Cybertruck is moving to 48V, not 24V. Once you decide to throw away 12V and being able to buy from standard automotive, you might as well go as high as you can. 48V is widely accepted as human safe- meaning you can touch/grab 48V with any part of your body and not be physically harmed. OSHA considers 50V or above as harmful, so everyone goes to 48. This is why Power Over Ethernet is 48V also.
This doesn't make any sense. The battery pack doesn't care about "input current." The individual cells are what charge. If I take a 100S100P pack, that's a pack with 10,000 cells, 365V at the pack level. If I put 250kW into this pack, I need to do it at 365V, 685A. Each cell during charging is at 3.65V, and 6.85A.

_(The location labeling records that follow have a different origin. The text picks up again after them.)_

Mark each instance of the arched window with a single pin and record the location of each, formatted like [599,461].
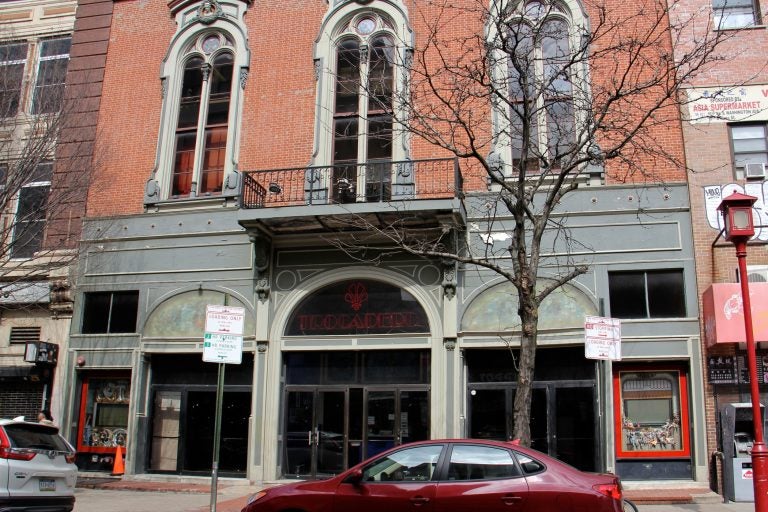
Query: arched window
[362,52]
[539,121]
[203,79]
[202,127]
[362,117]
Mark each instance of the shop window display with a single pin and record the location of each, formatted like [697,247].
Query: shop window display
[650,413]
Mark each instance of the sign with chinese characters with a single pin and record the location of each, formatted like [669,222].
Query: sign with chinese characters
[223,338]
[744,103]
[722,370]
[602,338]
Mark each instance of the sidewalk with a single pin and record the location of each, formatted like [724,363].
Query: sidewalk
[675,496]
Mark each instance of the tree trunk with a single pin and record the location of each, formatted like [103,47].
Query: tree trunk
[524,391]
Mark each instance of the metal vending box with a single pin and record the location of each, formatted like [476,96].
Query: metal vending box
[737,436]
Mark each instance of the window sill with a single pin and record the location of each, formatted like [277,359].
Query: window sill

If I do this with a 200S50P pack, I have 10,000 cells. The pack is at 730V, and 250kW is 342A. But the cell current is still 6.85A.

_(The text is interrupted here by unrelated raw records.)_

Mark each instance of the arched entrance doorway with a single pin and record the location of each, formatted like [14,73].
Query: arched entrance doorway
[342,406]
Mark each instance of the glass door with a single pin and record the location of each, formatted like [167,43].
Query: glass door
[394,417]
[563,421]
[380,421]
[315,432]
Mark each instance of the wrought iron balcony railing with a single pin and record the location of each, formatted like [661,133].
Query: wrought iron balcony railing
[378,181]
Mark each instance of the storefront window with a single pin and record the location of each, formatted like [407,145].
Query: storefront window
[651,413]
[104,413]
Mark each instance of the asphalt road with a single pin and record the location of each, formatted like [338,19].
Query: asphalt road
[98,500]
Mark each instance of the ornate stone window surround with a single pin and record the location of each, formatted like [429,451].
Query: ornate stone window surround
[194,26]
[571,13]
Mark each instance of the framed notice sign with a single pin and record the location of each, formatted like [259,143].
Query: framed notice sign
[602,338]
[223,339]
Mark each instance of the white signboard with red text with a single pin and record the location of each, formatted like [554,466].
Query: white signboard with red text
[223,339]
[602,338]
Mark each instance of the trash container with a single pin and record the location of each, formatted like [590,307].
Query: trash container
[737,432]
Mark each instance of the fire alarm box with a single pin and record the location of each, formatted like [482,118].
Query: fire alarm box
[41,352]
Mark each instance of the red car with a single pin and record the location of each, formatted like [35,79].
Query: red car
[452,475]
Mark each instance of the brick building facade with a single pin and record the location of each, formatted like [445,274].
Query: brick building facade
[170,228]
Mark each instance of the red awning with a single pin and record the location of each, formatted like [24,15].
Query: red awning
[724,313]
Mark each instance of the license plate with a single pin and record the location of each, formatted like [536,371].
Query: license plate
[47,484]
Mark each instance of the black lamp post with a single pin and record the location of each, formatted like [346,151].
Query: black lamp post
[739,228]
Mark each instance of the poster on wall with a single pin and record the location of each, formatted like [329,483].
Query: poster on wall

The cells have no idea what voltage the pack is at, and don't care. And it's the cell chemistry that limits charge speed, not the pack design. If the pack design mattered than we'd say that charging an individual battery would take days because it's a 3.65V architecture. But you can generally charge a free standing cell faster than a cell in a pack due to being able to thermally manage it better.
I see the same dumb stuff online like "800V charges twice as fast as 400V" which is complete ignorance. The cells are the limit to charge speed, not the charger.
Does anyone really know why you can charge an 800V pack faster than a 400V, assuming you have the identical cells and number of cells in the pack, just in a higher S lower P configuration? Watts are watts, and each cell has the same voltage and current, so it generates the same heat under the same charge speed. Even weirder is that when you look at charge graphs most 800V architectures charge faster by maintaining the high power phase for longer, which is completely about the cell chemistry.
Before you answer thinking you know, read this thread, where this was discussed and nobody actually knows:
400 volts vs 800 volts charging speeds question
There is a very good chance that the answer is that 400V and 800V can charge equally fast, but that the current 800V cars have superior cooling, cell chemistries, or they keep a ton of overhead in the pack rated power (Porsche does this for sure). But instead of trying to market that, it's easier for the marketing departments to sell "800V is better" than explain why when the real reason has nothing to do with 800V (at least for charging speeds).
And of course the final irony is that in a real car in 2023, 800V is slower since most chargers can't hit 800V at high amps.